As in all financial reporting periods, the Company assessed the realizability of its deferred tax assets, which relate to multiple tax jurisdictions in all regions of the world. No assessment changes occurred during the three-month period ended September 30, 2021. However, the positive earnings trend of the Company’s industrial operations in Brazil continued during the three months ended September 30, 2021 and the Company is forecasting full year 2021 pre-tax profits for these operations. Additionally, during the last three months of 2021, the Company expects to update its long-term forecast with respect to these operations. Based on this information, it is possible that a change in the assessment could occur with respect to recognizing the deferred tax assets of these operations within the next twelve months, possibly during the last quarter of 2021. Such an assessment change would likely have a material impact on the Company’s results of operations consistent with disclosures previously made in the Company’s annual report on Form 20-F for the year ended December 31, 2020.

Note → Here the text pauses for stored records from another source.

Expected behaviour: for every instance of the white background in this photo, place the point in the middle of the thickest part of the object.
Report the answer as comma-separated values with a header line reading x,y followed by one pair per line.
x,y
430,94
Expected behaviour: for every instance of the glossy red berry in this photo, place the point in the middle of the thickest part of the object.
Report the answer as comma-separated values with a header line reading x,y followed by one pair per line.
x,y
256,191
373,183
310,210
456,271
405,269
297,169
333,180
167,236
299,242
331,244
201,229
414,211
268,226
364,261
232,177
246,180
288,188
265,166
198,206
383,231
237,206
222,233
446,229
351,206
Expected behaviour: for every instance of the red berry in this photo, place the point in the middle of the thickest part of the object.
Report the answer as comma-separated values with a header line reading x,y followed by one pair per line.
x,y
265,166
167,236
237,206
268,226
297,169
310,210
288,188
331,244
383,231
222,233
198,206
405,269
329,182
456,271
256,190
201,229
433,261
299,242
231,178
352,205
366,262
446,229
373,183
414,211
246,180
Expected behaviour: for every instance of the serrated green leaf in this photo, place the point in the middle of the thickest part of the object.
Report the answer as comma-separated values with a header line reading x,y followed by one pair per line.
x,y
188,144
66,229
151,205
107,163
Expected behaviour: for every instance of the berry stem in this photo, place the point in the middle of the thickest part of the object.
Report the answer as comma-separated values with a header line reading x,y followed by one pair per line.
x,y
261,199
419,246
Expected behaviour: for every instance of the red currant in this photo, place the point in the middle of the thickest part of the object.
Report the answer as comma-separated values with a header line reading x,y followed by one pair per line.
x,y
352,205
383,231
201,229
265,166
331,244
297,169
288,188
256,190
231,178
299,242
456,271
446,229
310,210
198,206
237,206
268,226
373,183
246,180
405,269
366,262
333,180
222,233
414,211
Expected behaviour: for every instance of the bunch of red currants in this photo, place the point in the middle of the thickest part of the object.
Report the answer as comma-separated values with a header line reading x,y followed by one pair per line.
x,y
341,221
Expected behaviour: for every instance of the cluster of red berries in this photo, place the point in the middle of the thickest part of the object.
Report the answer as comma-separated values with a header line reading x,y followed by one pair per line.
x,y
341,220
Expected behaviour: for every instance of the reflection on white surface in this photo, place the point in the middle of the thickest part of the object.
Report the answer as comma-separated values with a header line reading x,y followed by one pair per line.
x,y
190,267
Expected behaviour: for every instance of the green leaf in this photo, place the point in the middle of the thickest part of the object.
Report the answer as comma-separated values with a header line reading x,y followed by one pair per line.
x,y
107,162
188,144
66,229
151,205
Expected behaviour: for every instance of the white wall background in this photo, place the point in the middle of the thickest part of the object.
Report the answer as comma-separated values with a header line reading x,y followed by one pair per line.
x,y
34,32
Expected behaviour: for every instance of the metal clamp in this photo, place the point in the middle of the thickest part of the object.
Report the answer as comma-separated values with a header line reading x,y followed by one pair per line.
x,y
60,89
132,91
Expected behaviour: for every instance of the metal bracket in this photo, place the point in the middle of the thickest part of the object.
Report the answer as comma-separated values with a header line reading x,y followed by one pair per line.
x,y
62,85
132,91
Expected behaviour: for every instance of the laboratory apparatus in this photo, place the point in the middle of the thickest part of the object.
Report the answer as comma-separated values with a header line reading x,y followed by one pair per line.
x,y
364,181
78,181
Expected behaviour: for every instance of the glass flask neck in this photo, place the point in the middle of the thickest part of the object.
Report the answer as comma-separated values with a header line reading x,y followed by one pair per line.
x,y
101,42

The Company operates in many jurisdictions around the world and is routinely subject to income tax audits. As various ongoing audits are concluded, or as the applicable statutes of limitations expire, it is possible the Company’s amount of unrecognized tax benefits could change during the next twelve months. Those changes, however, are not expected to have a material impact on the Company’s results of operations, balance sheet, or cash flows.